I have been arguing for some time now that “political fragmentation” is a defining element of our political era.  The decline in the capacity and power of party leaders in Congress to bring along their caucuses to support leadership positions has now been brought home dramatically with John Boehner’s announced resignation.  As I put it in Romanticizing Democracy, Political Fragmentation, and the Decline of American Government, 124 Yale Law J. 804 (2014), by “‘fragmentation,’ I mean the external diffusion of political power away from the political parties as a whole and the internal diffusion of power away from the party leadership to individual party members and officeholders.”

In my view, the decline in the power of party leaders is attributable to at least two related transformations.  One is the communications revolution, which now enables the most junior lawmakers to reach out to constituencies, including national constituencies, without being dependent on party support for building a national stature.  The second, related phenomenon is the fundraising revolution, which enables officeholders to raise money through social media in a way that also can empower even junior legislators and free them from overwhelming dependence on the political parties.  The power that Ted Cruz or Elizabeth Warren were able to marshal in their first year in office, which would have been unimaginable a few decades ago, is a result of these transformations.  In the House, the rise of extremely safe election districts further contributes.
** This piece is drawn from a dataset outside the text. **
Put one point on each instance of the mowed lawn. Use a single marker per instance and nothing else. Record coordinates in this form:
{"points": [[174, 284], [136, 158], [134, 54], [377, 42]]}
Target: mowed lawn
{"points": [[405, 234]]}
In today’s online Washington Post, Karen Tumulty, who covers Congress, provides some historical perspective on the decline in the power of the Speaker of the House along similar lines.  As she puts it here:

The speakership itself no longer wields the influence it once did. Sam Rayburn’s old dictum to new members that they should “go along to get along” worked in an era where power within the institution was accumulated over decades, by climbing in seniority through the committee system. Now, even the most junior member can build a national base by stoking ideological fires through mass media. . . .

“It’s my job to look out over the horizon, make sure I know where we’re going,” Boehner once said when asked to define the role of speaker. “And to make sure the team is working together.”

In other words, a job that may be all but undoable in today’s politics.

Political fragmentation that empowers the more ideologically extreme wings of the parties makes the American system of separated powers all the more difficult to function.  The political figures who most strongly internalize the incentives to make their political parties appealing to a broad electorate are the party leaders; in the context of highly polarized political parties, it is these party leaders who are most likely to be the sources of compromise and deal-making that enable the separated powers system to engage major issues of the day.  But when party leaders lack the power to bring their recalcitrant members along, those forces of centrism inevitably diminish.